Aime' Fournier, Gregory Beylkin, Vani Cheruvu

Multiresolution adaptive space refinement in geophysical fluid dynamics simulation

To efficiently and accurately numerically model highly nonlinear and intermittent geophysical fluid dynamics (GFD) is challenging. Classically, the finite-difference method (FDM) is most efficient, but the spectral method (SM) is most accurate. A method combining the best of FDM and SM would be especially appropriate for multiscale processes. The Spectral Element Method (SEM) is a candidate.

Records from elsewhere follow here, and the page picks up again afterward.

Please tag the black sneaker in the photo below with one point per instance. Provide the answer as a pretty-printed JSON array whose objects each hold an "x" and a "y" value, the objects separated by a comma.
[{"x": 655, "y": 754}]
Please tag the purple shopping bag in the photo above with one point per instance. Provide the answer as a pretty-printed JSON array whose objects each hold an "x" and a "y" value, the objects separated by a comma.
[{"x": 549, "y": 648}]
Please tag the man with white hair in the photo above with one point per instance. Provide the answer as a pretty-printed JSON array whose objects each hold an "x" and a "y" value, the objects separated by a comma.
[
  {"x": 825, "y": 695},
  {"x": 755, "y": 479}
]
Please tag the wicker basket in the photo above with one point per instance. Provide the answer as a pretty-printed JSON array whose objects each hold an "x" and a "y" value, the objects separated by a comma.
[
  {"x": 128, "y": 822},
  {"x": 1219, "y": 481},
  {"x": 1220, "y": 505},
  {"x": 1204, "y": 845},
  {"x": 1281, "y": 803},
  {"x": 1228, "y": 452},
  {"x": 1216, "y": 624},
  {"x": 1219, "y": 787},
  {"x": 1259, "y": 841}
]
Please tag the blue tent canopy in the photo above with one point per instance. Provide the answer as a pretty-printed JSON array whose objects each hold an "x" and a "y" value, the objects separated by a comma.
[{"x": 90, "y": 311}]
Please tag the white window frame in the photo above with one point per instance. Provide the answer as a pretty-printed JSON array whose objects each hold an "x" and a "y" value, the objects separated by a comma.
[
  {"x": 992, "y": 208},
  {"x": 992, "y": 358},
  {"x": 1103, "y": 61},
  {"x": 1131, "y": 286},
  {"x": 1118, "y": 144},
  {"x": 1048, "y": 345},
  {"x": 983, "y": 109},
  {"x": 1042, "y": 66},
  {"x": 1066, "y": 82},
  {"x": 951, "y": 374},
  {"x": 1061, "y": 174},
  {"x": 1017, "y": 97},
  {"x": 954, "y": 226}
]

We present a recent generalization of SEM: Multiresolution Adaptive SEM Refinement (MASER). SEM decomposes the domain into finite elements, and is as efficient as FDM. Within each element, Gauss quadrature achieves SM accuracy. MASER enables SEM to adaptively refine resolution to dynamically emerging structures, while keeping high accuracy and efficiency. Not just multiscale, it is a multiresolution method: it represents functions and operators using bases covering a wide scale range, generated by scale transformations. From the 1-scale 1D, 1-element basis function u_i(x), one generates the multiresolution ND, K^N-element basis

u_{i,j,...k;p,q,...r;L}(x,y,...z) =

K^{N/2} u_i(Kx-p) u_j(Ky-q) ... u_k(Kz-r),

where K=2^L, (p,q,...r) indexes location and L indexes scale (wavenumber band K). Any basis at scale L spawns ``child'' bases at scale L+1, and adaptivity involves ``pruning the family tree'' (as in image compression). In a sense, it is Richardson's ``big whorls have little whorls'' idea cast as a rigorous numerical method. It is also more than adaptive mesh refinement --it is adaptive space refinement.

MASER is demonstrated on 2D tests that create a many strongly interacting scales, such as the 2D Burgers and Shallow Water Equations.